Hawks bir saniye bile beklemeden sinirle üstüme atladığında Todoroki bağırarak:
-Biz Bakugou ile Akira'yı hallederiz, dedi.
Ona minnet dolu bakışlarımı gönderirken Midoriya söze daldı:
-Yume izin ver biz de yardım edelim.
-Sakın! Onun işini ben bitireceğim, dedim bağırarak.
Ne kadar memnun olmasalar da kafa salladılar ve onlar da Akira'nın peşine gittiler.
-Kaldık baş başa. Fazla iddialı kelimeler söyledin umarım altında kalmazsın, dedi Hawks.
-Yapmadığım şey değil. Seni ikinci kez yenmiş olacağım, hem de bu sefer kendi ellerimle. Benim için hava hoş.

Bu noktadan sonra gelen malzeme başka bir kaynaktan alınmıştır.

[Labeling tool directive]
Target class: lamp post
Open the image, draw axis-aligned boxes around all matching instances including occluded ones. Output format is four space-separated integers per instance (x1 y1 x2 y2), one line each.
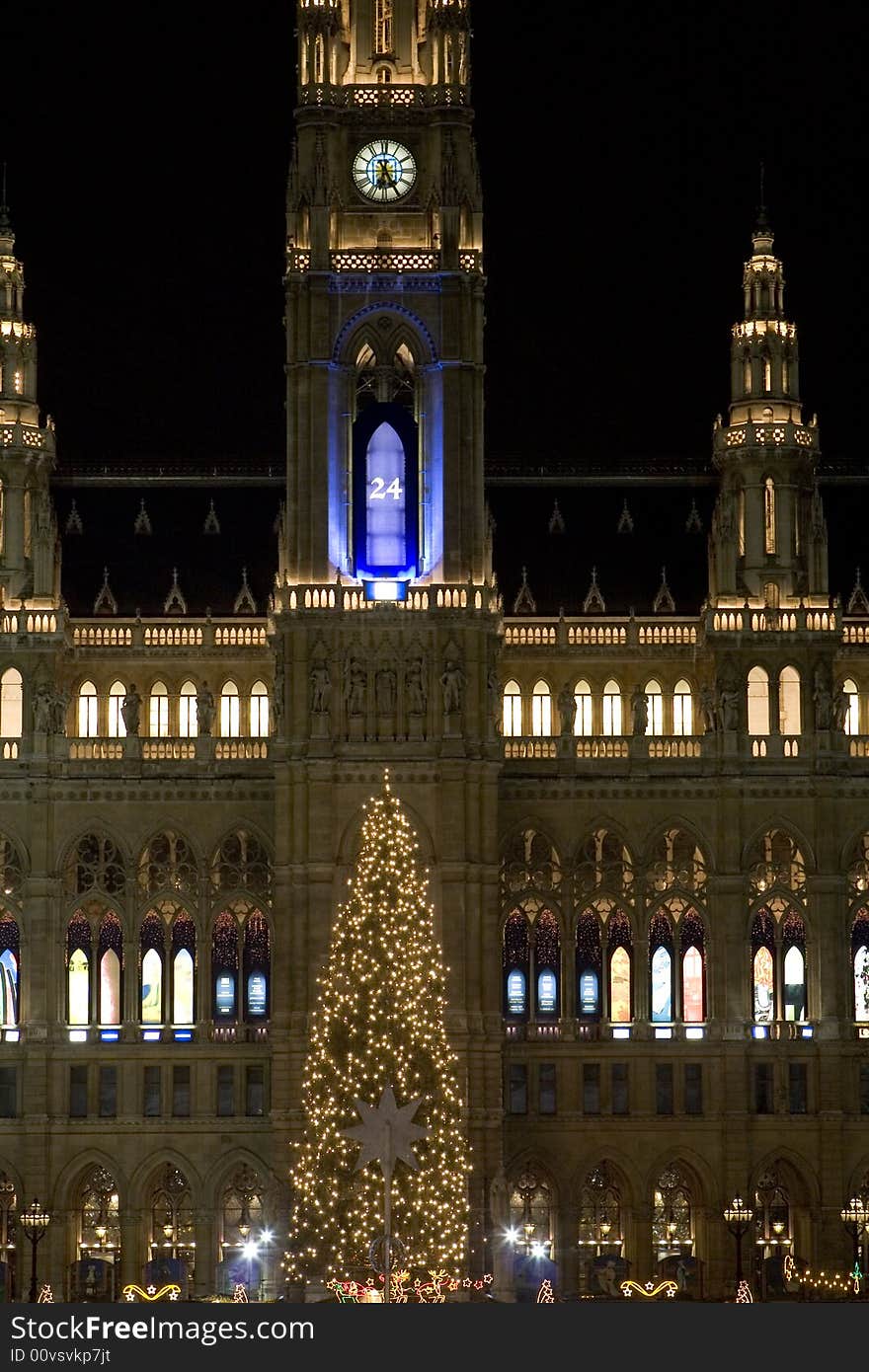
21 1196 50 1304
838 1196 869 1270
724 1196 753 1285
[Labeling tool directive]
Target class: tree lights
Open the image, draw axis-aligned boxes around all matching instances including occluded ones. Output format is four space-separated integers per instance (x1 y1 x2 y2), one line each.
285 777 469 1281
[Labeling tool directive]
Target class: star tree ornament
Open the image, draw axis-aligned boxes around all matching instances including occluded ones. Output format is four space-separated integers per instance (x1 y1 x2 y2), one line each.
342 1087 432 1301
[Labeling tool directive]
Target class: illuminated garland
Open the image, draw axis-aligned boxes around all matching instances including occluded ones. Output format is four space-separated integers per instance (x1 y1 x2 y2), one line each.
284 781 469 1281
619 1280 678 1301
120 1281 182 1301
325 1272 491 1305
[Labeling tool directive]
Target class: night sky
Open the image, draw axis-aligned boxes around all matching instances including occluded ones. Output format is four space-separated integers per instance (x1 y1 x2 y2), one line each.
0 0 868 471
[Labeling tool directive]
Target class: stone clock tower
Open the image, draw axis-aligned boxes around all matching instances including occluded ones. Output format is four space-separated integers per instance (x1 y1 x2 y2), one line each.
274 0 501 1284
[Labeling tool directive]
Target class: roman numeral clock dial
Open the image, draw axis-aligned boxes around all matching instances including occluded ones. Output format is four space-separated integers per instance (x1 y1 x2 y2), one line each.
353 138 416 204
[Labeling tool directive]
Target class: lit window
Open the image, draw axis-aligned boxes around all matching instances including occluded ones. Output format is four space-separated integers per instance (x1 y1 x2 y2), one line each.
672 679 694 734
604 682 622 735
78 682 96 738
645 682 665 734
574 680 592 734
763 476 775 553
179 682 197 738
250 682 269 738
749 667 769 734
148 682 169 738
219 682 239 738
778 667 802 734
504 682 521 738
841 678 859 734
0 667 24 738
109 682 126 738
531 682 552 738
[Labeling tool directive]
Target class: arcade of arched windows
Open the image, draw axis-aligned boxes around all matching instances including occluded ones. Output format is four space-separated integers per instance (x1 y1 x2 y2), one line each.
501 824 869 1038
0 1160 280 1301
0 829 272 1042
504 1157 834 1298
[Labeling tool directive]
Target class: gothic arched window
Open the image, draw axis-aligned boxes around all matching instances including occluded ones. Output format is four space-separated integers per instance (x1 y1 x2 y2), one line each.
504 682 521 738
179 682 198 738
78 682 98 738
749 667 769 735
96 910 123 1025
109 682 126 738
148 682 169 738
672 678 694 734
604 680 622 736
0 667 24 738
778 667 802 734
0 907 21 1029
219 682 239 738
574 680 592 735
250 682 269 738
531 680 552 738
644 680 665 734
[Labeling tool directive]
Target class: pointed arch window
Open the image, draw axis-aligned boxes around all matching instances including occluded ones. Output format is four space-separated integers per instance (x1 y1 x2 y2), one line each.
763 476 775 553
604 680 622 736
672 678 694 735
66 911 92 1025
219 682 239 738
644 680 665 734
0 910 21 1029
172 911 197 1025
109 682 126 738
531 680 552 738
211 910 239 1024
148 682 169 738
242 910 272 1024
845 908 869 1024
574 680 592 736
501 910 531 1020
606 911 633 1025
78 682 96 738
179 682 198 738
98 910 123 1025
577 910 602 1021
841 676 859 734
778 667 802 734
0 667 24 738
138 910 166 1025
504 682 521 738
250 682 269 738
650 911 674 1024
749 667 769 735
534 910 562 1020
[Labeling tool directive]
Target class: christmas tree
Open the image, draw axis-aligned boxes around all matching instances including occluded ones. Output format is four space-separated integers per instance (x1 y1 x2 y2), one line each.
285 774 469 1281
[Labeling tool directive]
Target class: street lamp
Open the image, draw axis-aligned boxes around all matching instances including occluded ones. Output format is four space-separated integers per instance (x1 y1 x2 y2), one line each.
838 1196 869 1272
724 1196 753 1284
21 1196 50 1304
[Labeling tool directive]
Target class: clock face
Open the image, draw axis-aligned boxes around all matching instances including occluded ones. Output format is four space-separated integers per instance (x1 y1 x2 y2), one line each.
353 138 416 203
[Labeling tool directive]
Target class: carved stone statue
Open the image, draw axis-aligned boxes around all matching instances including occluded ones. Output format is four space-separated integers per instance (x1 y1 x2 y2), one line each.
307 662 332 715
559 682 577 735
120 682 141 734
49 690 70 734
440 657 468 715
33 686 50 734
375 662 397 715
405 657 429 715
197 682 214 738
813 667 833 728
630 686 650 734
700 686 718 734
345 657 368 715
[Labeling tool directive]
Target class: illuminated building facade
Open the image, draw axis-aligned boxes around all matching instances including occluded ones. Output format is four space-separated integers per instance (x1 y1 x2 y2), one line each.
0 0 869 1298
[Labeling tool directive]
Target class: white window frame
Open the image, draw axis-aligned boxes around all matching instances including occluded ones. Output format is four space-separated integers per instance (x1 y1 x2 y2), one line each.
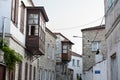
91 41 101 51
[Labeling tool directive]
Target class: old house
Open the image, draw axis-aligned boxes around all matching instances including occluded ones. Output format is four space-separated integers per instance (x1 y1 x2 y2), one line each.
104 0 120 80
68 51 82 80
55 33 73 80
81 25 107 80
37 27 57 80
0 0 49 80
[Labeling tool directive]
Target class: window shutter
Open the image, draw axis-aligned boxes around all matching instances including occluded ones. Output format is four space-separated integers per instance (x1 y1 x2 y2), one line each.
15 0 19 26
11 0 19 25
11 0 16 22
20 3 25 33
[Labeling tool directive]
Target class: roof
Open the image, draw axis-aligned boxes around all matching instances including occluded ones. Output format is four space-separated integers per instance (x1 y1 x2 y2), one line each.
71 51 82 57
27 6 49 22
54 33 74 44
45 27 57 39
81 25 105 31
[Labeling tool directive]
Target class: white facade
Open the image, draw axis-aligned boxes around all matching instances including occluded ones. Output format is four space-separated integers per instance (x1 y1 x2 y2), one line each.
104 0 120 80
0 0 49 80
83 60 108 80
68 54 82 80
93 60 107 80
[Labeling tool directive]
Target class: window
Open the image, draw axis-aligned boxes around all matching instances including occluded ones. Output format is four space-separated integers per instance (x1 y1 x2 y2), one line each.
20 2 25 33
62 44 68 53
108 0 118 9
92 41 100 51
111 53 118 80
18 63 22 80
33 67 36 80
77 60 80 67
28 14 38 24
29 25 38 36
47 44 52 58
29 65 32 80
11 0 19 25
44 70 47 80
24 63 28 80
38 68 42 80
108 0 113 7
72 59 75 66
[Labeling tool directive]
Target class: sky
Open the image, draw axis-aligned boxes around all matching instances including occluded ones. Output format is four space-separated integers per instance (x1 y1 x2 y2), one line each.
33 0 104 54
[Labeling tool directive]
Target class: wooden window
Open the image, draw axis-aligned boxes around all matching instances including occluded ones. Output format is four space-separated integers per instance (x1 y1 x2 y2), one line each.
33 67 36 80
62 44 68 53
92 41 100 51
111 53 118 80
9 70 15 80
11 0 19 25
29 25 38 36
0 65 6 80
18 63 22 80
72 59 75 66
25 63 28 80
29 65 32 80
77 60 80 67
20 2 25 33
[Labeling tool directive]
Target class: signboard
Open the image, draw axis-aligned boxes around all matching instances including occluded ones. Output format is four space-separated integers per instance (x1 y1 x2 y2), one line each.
95 70 100 74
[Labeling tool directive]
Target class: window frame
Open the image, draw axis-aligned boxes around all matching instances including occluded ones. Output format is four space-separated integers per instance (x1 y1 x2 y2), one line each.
91 41 101 51
20 2 25 34
72 59 75 66
11 0 19 27
62 43 68 54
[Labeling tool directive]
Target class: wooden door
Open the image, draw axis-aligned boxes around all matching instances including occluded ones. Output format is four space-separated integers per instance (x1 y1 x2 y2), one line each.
0 65 6 80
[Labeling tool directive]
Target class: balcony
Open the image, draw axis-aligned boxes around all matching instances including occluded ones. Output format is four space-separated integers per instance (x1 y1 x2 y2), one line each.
62 41 73 62
26 7 48 55
62 52 71 62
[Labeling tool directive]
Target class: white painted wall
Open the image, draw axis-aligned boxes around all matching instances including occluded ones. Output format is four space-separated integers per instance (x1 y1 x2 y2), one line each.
93 60 107 80
68 55 82 80
0 0 11 33
0 0 32 45
83 69 93 80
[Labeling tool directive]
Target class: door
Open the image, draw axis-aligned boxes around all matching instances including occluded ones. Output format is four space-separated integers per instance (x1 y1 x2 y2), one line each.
0 65 6 80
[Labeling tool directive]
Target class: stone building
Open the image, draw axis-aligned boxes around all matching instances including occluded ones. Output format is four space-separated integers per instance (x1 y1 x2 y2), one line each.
68 51 82 80
0 0 49 80
104 0 120 80
81 25 107 73
55 33 73 80
37 27 57 80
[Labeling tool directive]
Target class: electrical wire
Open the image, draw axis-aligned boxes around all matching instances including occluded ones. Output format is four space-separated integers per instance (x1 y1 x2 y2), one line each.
54 17 103 30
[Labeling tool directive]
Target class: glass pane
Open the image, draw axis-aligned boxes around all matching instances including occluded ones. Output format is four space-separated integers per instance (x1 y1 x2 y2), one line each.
63 45 67 49
34 14 38 19
33 19 38 24
28 19 33 24
29 14 34 19
35 26 38 35
63 50 67 53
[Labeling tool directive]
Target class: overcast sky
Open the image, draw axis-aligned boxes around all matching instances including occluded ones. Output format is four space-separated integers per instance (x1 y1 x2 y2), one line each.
33 0 104 54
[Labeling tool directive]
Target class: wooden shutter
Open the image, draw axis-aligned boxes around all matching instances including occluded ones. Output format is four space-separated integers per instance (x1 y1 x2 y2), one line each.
18 63 22 80
11 0 16 22
25 63 28 80
15 0 19 26
33 67 36 80
12 0 19 26
9 70 15 80
20 2 25 33
0 65 6 80
29 65 32 80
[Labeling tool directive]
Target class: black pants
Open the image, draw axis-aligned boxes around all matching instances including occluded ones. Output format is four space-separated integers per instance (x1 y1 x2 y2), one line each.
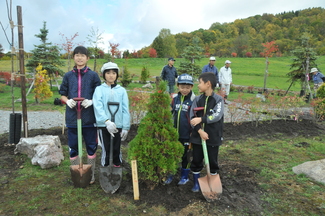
179 139 189 169
98 128 122 166
191 143 219 173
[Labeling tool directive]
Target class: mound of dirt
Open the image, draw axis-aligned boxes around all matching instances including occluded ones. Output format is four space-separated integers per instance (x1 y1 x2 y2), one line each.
0 120 324 215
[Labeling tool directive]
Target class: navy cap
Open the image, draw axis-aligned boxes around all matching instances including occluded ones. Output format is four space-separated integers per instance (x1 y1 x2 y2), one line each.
177 74 193 85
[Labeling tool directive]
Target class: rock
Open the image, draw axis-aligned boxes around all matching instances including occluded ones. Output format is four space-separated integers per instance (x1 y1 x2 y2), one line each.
142 83 153 88
14 135 64 169
292 159 325 184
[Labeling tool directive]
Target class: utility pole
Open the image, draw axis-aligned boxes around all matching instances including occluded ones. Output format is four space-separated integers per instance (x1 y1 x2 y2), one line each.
17 6 28 137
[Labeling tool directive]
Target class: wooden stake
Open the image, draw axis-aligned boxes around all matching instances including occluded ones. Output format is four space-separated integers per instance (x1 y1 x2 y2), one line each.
131 160 140 200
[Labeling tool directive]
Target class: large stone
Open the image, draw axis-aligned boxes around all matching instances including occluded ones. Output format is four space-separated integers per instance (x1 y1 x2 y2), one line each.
14 135 64 169
292 159 325 184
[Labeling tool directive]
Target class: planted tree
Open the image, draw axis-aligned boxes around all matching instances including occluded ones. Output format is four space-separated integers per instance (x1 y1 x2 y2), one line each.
287 33 317 96
87 27 104 71
109 42 121 62
262 41 278 92
140 66 150 83
128 82 184 189
178 37 204 77
26 22 64 88
120 65 133 87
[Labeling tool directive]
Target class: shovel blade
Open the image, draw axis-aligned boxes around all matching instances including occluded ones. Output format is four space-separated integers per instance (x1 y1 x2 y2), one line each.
70 164 92 188
198 175 222 202
99 166 122 194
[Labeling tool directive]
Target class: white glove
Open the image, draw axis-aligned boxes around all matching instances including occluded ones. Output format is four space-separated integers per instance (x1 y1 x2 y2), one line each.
66 99 77 109
81 99 93 108
105 120 118 137
121 130 129 141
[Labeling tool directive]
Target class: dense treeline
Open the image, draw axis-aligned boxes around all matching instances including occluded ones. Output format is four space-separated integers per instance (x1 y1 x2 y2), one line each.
141 7 325 57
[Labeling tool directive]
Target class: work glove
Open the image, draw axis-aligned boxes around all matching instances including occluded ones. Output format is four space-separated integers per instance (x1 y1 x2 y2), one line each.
66 99 77 109
81 99 93 108
105 120 118 137
121 130 129 141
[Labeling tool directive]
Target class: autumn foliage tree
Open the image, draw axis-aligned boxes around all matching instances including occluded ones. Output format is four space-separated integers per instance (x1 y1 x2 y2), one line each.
109 42 121 62
34 63 53 103
262 41 278 91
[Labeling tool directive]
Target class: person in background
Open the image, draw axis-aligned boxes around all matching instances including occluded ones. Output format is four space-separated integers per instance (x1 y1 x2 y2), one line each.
164 74 195 185
202 56 219 88
160 58 177 94
310 68 325 96
59 46 101 184
219 60 232 104
190 73 224 192
93 62 131 170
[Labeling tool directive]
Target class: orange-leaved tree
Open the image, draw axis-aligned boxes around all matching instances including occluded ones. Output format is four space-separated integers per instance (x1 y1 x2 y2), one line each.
34 63 53 103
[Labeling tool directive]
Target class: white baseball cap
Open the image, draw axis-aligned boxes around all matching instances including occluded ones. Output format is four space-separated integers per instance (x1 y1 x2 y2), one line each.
310 68 318 73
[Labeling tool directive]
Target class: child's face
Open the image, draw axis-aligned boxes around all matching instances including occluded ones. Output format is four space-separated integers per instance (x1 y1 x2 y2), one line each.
198 79 210 93
178 84 193 96
105 70 117 85
73 53 89 69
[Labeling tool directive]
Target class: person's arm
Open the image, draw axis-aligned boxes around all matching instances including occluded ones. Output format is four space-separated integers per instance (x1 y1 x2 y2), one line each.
122 89 131 130
160 66 166 80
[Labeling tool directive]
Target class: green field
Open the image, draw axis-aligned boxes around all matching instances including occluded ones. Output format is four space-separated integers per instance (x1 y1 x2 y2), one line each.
0 56 325 91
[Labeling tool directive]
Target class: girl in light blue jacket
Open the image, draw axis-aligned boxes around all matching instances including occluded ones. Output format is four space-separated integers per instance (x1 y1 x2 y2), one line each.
93 62 130 167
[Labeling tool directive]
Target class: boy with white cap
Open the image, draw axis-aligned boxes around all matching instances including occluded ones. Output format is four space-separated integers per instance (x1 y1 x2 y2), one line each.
219 60 232 104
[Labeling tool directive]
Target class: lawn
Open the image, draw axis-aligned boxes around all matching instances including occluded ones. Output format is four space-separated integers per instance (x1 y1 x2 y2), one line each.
0 56 325 91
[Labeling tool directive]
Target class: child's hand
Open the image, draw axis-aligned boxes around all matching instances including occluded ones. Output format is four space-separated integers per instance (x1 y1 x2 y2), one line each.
199 129 209 140
191 117 202 127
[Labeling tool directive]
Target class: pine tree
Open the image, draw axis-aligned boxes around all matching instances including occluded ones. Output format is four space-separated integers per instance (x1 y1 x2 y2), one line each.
26 22 64 88
140 66 150 83
178 37 204 77
128 82 184 189
287 33 317 96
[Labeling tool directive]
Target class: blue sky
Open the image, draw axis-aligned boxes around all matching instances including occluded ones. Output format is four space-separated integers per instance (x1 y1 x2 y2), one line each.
0 0 325 52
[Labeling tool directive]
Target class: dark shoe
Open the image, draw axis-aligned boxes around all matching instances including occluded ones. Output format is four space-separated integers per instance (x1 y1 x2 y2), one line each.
178 168 190 185
164 174 174 184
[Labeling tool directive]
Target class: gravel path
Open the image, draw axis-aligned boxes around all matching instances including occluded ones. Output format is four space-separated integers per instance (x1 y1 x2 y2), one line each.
0 102 310 134
0 110 64 134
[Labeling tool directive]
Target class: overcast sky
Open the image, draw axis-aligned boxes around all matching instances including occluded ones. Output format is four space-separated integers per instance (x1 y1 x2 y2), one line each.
0 0 325 52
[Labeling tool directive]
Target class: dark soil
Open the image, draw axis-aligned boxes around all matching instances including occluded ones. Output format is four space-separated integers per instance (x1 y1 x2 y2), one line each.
0 120 324 215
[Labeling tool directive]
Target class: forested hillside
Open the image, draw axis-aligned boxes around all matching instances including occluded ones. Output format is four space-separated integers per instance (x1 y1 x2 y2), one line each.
142 7 325 57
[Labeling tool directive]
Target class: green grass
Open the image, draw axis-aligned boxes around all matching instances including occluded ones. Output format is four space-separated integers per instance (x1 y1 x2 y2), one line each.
0 56 325 91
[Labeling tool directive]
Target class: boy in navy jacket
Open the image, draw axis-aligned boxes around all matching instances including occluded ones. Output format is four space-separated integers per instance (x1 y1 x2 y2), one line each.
59 46 101 184
165 74 195 185
190 72 224 192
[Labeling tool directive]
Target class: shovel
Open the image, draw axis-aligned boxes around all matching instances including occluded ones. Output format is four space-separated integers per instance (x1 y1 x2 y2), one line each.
198 140 222 202
70 98 92 188
99 102 122 194
193 107 222 202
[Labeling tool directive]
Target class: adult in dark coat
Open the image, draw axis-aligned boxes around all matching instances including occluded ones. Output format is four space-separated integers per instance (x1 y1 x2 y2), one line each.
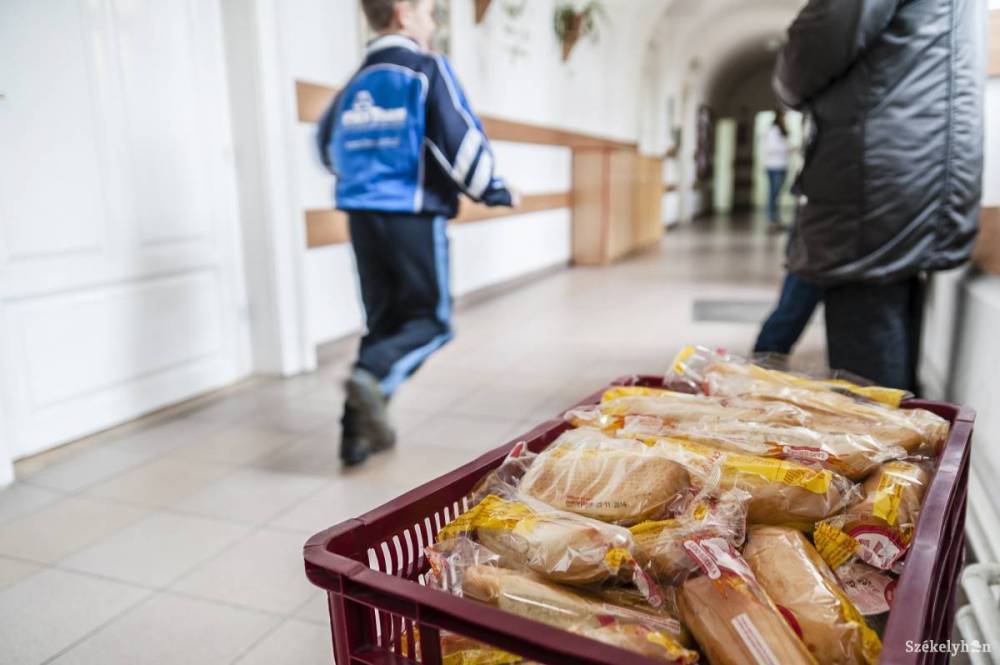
774 0 986 390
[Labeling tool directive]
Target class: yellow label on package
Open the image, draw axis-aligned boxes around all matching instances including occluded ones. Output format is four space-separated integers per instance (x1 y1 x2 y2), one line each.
604 547 632 572
436 494 536 542
830 587 882 665
722 455 833 494
872 473 903 526
601 386 677 402
813 522 859 569
646 630 698 663
673 346 695 374
441 645 523 665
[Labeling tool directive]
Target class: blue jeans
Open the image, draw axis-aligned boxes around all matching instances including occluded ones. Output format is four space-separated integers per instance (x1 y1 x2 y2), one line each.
824 277 924 393
753 273 823 355
767 169 788 222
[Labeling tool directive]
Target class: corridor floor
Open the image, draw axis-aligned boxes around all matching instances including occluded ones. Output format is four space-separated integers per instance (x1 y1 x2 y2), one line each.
0 219 823 665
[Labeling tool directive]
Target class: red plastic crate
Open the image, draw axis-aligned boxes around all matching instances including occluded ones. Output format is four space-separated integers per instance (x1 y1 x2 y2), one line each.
304 376 975 665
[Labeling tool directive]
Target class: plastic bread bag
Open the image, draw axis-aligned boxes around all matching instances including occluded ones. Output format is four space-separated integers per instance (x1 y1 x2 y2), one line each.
596 391 907 480
813 460 931 570
678 538 816 665
436 494 663 606
399 626 528 665
743 526 882 665
456 566 698 663
426 538 697 663
588 430 857 531
629 490 750 585
518 432 691 525
600 386 947 460
667 347 948 452
471 441 538 502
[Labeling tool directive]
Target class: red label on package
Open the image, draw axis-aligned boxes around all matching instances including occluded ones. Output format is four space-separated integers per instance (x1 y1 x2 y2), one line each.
836 562 896 616
847 524 905 570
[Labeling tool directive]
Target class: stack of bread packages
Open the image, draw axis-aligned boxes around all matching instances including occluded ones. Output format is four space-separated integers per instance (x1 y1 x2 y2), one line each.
418 347 948 665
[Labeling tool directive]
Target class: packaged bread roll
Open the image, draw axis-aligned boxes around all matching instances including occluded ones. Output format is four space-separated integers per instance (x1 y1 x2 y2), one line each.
437 494 645 585
592 387 919 480
629 490 750 585
667 347 948 453
650 438 855 531
678 538 816 665
743 526 882 665
399 626 528 665
463 566 698 663
552 428 855 531
813 460 930 570
519 440 691 525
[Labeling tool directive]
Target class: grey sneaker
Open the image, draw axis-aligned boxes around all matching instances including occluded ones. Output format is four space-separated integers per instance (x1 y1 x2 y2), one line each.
340 403 372 466
347 367 396 452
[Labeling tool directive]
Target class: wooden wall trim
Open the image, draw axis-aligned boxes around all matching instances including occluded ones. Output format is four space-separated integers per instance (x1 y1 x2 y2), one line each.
306 209 351 249
987 9 1000 76
452 192 572 224
295 81 636 149
306 192 571 249
972 206 1000 275
295 81 337 122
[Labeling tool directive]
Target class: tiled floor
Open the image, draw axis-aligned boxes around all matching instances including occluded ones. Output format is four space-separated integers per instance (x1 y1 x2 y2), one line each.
0 215 823 665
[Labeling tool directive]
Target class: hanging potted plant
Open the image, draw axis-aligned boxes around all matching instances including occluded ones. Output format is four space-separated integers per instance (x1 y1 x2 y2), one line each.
553 0 607 62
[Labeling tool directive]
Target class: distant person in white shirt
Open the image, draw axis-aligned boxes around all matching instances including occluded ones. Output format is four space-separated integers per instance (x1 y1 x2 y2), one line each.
764 111 792 231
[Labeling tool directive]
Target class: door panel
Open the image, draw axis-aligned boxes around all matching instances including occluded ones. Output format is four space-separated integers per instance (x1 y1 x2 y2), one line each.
0 0 107 263
0 0 249 464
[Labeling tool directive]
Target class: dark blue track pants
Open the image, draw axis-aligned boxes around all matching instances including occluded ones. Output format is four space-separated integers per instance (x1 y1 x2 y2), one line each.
349 211 452 396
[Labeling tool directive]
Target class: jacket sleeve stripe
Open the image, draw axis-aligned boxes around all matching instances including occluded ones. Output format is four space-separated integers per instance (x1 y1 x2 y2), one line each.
469 150 493 199
434 55 476 129
455 129 483 181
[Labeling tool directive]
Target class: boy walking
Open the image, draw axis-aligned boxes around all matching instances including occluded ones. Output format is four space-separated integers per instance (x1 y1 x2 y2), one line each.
318 0 513 466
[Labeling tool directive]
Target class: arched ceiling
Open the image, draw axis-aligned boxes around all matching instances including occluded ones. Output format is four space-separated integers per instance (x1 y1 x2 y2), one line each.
649 0 804 96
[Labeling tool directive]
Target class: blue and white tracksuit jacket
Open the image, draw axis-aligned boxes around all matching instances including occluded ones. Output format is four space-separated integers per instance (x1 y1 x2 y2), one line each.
317 35 511 218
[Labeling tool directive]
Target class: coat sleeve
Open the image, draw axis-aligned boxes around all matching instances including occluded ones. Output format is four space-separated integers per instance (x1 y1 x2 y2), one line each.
426 55 511 206
316 92 343 175
773 0 899 108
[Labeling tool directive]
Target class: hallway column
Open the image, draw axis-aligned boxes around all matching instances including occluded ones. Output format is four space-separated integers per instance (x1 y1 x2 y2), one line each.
221 0 316 376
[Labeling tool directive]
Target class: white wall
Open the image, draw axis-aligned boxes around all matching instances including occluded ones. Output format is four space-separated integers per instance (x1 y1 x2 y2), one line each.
0 0 250 484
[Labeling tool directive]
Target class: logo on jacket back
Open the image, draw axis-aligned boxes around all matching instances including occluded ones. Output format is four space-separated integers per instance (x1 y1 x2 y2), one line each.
340 90 407 127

Kanatlarımı çıkardım ve ikimiz de gökyüzüne çıktık. O üstüme tüylerini ardı ardına gönderirken kaçmak biraz zordu. Ayrıca onu göremiyordum. Birden arkamda bir acı hissettiğimde beni tüyü ile kestiğini anladım.
Hemen etrafımda döndüm ve kanatlarımı etrafıma sardım. Çıkan rüzgâr ile kanatlar bana ulaşamıyordu.
Kanatlarımı alev ile sardığımda bana ulaşmak isteyen Hawks'ın kanatlarının çoğu yanmıştı.
ŞİMDİ OKUDUĞUN
𝚖𝚢 𝚏𝚊𝚝𝚑𝚎𝚛𝚜
FanficHawks ve Dabi'nin kızı olmak mı? (Kitapta yaşlarla ilgili mantık hatası var herkesi reşit düşünerek okuyun)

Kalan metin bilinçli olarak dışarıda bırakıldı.